Kertas Posisi COP 30

Humanis Foundation

Ringkasan Eksekutif

Dunia baru saja menyaksikan Konferensi UNFCCC COP-30 di Belém, Brasil.  Hasil COP 30 menunjukkan bahwa paket keputusan (Belém Political Package) gagal menghasilkan mekanisme pendanaan yang jelas, mengikat, terukur, dan transparan untuk melipatgandakan dana iklim. Di tengah kelemahan komitmen global ini, Indonesia harus menghadapi Tragedi Siklon Tropis Senyar yang melanda Aceh, Sumatera Utara, dan Sumatera Barat pada 25 – 26 November 2025. Siklon ini memicu bencana hidrometeorologi ekstrem, seperti banjir luas dan longsor, yang menyebabkan ratusan jiwa meninggal, ratusan lainnya masih hilang dan puluhan ribu keluarga mengungsi. Bencana ekologis ini telah menimbulkan kerugian fisik dan sosial yang masif.

COP 30 di Belem juga memperlihatkan kelemahan mendasar tata kelola pasar karbon global untuk menjawab keadilan iklim. Bukannya memperkuat kewajiban negara maju untuk melakukan pengurangan emisi dan menyediakan pendanaan iklim berbasis hibah, banyak keputusan COP 30 justru memprioritaskan mekanisme offset di pasar karbon sebagai solusi utama.
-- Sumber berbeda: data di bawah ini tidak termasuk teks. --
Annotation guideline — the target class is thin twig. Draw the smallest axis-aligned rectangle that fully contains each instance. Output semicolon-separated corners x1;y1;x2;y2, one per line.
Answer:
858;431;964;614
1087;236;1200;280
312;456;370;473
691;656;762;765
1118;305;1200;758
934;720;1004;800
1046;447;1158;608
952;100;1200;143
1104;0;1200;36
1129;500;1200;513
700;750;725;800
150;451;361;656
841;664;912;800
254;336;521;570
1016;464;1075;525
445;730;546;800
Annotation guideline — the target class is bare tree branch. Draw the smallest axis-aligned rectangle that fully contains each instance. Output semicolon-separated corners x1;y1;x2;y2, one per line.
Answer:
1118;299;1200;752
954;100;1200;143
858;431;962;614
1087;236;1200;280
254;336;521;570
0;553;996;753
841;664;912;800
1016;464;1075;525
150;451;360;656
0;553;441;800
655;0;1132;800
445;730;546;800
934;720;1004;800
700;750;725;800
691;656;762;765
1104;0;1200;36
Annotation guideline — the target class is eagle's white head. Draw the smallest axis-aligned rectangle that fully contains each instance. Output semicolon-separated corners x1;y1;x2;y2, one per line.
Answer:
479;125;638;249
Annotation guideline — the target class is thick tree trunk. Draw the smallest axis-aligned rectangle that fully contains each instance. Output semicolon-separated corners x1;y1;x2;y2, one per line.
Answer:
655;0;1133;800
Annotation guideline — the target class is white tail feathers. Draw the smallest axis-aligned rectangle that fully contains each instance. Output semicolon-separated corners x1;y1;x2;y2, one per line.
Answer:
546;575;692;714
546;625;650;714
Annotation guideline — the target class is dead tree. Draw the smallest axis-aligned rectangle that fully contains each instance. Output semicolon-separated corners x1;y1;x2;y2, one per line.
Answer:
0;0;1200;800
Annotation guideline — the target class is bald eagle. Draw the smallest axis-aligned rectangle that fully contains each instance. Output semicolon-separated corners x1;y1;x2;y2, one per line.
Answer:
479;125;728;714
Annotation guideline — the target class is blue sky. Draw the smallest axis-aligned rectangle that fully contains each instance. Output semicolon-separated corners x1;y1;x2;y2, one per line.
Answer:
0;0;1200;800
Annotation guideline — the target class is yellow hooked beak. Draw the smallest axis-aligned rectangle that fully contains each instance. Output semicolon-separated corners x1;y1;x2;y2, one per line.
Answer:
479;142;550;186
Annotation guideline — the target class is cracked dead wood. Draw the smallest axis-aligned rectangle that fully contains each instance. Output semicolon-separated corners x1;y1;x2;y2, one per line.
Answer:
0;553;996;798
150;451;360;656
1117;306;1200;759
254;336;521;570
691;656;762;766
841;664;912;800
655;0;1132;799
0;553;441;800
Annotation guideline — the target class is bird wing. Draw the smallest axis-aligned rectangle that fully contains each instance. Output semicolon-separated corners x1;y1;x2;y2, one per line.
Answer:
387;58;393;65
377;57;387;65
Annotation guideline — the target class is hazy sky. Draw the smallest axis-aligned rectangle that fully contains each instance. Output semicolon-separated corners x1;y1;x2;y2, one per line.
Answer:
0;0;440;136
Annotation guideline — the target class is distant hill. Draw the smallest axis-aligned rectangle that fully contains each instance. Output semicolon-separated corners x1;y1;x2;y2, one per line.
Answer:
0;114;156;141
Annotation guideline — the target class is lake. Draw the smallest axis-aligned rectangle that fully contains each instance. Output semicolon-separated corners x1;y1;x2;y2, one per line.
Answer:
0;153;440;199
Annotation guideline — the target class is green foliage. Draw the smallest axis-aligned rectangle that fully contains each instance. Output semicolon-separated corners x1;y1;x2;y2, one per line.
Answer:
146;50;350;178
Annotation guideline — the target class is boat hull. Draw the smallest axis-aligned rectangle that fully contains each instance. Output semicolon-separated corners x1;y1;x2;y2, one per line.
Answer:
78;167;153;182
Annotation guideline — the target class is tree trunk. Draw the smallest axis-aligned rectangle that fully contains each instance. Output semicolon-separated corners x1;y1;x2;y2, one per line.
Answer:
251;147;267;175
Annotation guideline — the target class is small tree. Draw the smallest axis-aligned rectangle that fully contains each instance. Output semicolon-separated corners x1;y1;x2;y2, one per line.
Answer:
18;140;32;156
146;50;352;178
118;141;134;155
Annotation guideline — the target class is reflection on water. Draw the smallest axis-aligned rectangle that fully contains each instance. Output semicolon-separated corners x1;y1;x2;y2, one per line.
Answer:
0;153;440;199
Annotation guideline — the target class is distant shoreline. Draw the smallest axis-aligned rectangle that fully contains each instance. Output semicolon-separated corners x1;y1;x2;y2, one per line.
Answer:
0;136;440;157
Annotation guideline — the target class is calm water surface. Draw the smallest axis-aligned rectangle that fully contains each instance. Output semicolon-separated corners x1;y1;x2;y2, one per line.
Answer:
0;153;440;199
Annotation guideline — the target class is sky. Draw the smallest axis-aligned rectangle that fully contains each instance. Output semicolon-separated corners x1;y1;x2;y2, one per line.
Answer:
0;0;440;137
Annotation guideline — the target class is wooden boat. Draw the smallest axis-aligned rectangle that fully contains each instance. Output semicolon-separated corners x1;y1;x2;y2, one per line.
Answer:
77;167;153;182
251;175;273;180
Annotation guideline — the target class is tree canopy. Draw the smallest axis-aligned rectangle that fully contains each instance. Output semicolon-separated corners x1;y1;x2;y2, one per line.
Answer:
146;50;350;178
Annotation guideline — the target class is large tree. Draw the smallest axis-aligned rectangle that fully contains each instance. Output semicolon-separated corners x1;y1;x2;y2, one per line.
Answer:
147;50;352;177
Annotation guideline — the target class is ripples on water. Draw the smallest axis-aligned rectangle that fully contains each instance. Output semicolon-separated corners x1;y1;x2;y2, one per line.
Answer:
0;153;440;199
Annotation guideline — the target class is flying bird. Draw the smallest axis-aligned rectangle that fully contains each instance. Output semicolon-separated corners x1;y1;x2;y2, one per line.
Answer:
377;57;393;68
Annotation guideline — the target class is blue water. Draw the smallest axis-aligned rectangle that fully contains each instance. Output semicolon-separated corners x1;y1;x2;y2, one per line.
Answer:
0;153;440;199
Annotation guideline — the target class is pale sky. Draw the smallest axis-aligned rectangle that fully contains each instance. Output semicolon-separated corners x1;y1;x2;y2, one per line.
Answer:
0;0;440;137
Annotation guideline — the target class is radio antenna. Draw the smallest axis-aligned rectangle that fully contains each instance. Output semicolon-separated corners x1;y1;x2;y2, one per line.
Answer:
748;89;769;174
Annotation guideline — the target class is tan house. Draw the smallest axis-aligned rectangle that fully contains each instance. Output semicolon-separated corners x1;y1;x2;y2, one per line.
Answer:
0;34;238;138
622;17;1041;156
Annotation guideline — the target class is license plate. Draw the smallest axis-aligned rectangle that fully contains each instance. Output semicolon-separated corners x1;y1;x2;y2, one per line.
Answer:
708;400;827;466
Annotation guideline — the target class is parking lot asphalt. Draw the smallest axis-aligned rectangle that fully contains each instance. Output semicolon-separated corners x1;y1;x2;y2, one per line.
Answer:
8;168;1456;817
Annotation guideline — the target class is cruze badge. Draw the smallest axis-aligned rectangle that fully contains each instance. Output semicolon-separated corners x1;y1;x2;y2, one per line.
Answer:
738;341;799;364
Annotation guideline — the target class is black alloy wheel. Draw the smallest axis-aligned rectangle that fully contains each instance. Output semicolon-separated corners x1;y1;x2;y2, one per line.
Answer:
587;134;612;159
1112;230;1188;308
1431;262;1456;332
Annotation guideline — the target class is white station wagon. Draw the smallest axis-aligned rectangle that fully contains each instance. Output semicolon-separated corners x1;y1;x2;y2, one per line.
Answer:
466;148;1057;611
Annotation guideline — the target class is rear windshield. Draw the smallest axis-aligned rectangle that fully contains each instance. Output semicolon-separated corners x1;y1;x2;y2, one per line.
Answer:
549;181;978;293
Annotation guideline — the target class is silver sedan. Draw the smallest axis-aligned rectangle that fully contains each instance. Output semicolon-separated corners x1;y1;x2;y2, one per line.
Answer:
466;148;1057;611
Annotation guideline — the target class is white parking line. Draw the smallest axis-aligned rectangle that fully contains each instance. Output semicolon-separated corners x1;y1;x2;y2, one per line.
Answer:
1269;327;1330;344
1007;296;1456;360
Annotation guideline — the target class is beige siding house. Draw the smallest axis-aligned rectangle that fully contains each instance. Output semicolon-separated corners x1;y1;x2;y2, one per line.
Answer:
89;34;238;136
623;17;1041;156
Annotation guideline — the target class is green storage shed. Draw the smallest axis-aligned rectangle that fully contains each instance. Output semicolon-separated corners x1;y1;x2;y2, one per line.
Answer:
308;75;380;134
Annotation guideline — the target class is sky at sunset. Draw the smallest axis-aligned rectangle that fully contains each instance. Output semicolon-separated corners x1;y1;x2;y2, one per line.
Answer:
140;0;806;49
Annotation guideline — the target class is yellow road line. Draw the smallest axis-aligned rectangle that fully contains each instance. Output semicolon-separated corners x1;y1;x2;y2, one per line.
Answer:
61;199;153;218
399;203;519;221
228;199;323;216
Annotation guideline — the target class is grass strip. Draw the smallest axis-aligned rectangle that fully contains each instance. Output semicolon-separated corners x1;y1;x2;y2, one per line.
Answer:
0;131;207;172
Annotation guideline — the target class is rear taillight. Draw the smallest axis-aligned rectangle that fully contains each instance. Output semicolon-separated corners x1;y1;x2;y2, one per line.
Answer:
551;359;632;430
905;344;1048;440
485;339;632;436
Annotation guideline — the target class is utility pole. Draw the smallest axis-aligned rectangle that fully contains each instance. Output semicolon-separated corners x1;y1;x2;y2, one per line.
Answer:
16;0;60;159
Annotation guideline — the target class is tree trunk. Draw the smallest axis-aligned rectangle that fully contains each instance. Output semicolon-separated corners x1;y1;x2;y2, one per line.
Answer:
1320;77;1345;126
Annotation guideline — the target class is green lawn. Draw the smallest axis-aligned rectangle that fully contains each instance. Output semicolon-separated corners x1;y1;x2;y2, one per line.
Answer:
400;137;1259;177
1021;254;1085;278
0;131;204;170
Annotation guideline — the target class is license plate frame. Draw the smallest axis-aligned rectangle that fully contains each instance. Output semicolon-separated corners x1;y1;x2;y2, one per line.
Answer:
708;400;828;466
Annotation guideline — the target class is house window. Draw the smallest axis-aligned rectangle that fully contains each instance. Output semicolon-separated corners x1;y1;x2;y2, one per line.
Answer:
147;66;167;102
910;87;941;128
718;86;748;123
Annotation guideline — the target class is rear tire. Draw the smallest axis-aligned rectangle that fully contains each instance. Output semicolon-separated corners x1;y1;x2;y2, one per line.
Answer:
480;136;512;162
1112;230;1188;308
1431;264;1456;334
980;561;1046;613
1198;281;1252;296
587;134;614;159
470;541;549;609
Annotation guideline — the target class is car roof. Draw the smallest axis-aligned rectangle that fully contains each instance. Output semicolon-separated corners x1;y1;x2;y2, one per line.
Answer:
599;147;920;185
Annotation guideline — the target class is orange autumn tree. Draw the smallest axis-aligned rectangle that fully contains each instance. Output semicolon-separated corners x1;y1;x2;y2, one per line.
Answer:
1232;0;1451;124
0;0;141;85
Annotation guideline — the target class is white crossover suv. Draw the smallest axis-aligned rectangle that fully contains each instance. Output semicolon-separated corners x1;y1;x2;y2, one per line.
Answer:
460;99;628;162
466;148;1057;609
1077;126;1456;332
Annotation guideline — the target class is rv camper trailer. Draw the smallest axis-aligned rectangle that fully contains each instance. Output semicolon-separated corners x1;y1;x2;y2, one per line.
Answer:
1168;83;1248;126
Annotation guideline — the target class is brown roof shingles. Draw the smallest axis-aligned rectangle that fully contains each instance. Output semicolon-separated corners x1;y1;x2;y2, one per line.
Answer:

Hal ini dapat memperparah dan mereproduksi ketimpangan struktural dimana negara dan korporasi dengan tanggung jawab historis besar untuk emisi karbon dapat menunda penurunan emisi dan dekarbonisasinya, di sisi lain beban sosial dan ekologis dialihkan ke negara berkembang dan komunitas lokal. Tanpa perlindungan hak masyarakat adat, Persetujuan Atas Dasar Informasi Awal Tanpa Paksaan (PADIATAPA) atau Free, Prior, Informed Consent (FPIC)[1], integritas pasar, akuntabilitas, kebijakan mitigasi yang kuat, serta pendanaan publik berbasis kebutuhan, fokus pada “menjual karbon” berisiko mengalihkan tanggung jawab pengurangan emisi dan mengabaikan kelompok yang paling terdampak oleh krisis iklim.

Ketergantungan yang berlebihan terhadap mekanisme pasar karbon ini beresiko memperdalam ketimpangan sosial dan ekonomi. Sehingga, kertas posisi ini menyoroti bahwa skema pendanaan iklim harus didasarkan pada prinsip keadilan, prinsip yang menuntut pertanggungjawaban historis dan solidaritas untuk melindungi masyarakat yang paling rentan dan terdampak terhadap krisis iklim.

Humanis menekankan pentingnya reformasi menyeluruh dalam skema pendanaan iklim dan pasar karbon untuk mengurangi dampak ketimpangan struktural dan beban tanggung jawab yang tidak proporsional khususnya terhadap komunitas rentan, melalui empat rekomendasi utama:

  1. Kurangi ketergantungan pada pasar karbon dan pinjaman komersial
  2. MRV total dan transparansi untuk integritas sosial-ekologis
  3. Percepat implementasi pajak karbon
  4. Dorong model pendanaan berbasis komunitas dan responsif terhadap gender.

[1] FPIC menjamin bahwa komunitas memiliki hak untuk memberikan atau menolak persetujuan atas apa yang dapat memengaruhi tanah, wilayah, dan sumber daya mereka, setelah mendapatkan informasi yang lengkap dan memadai, serta tanpa adanya tekanan atau paksaan.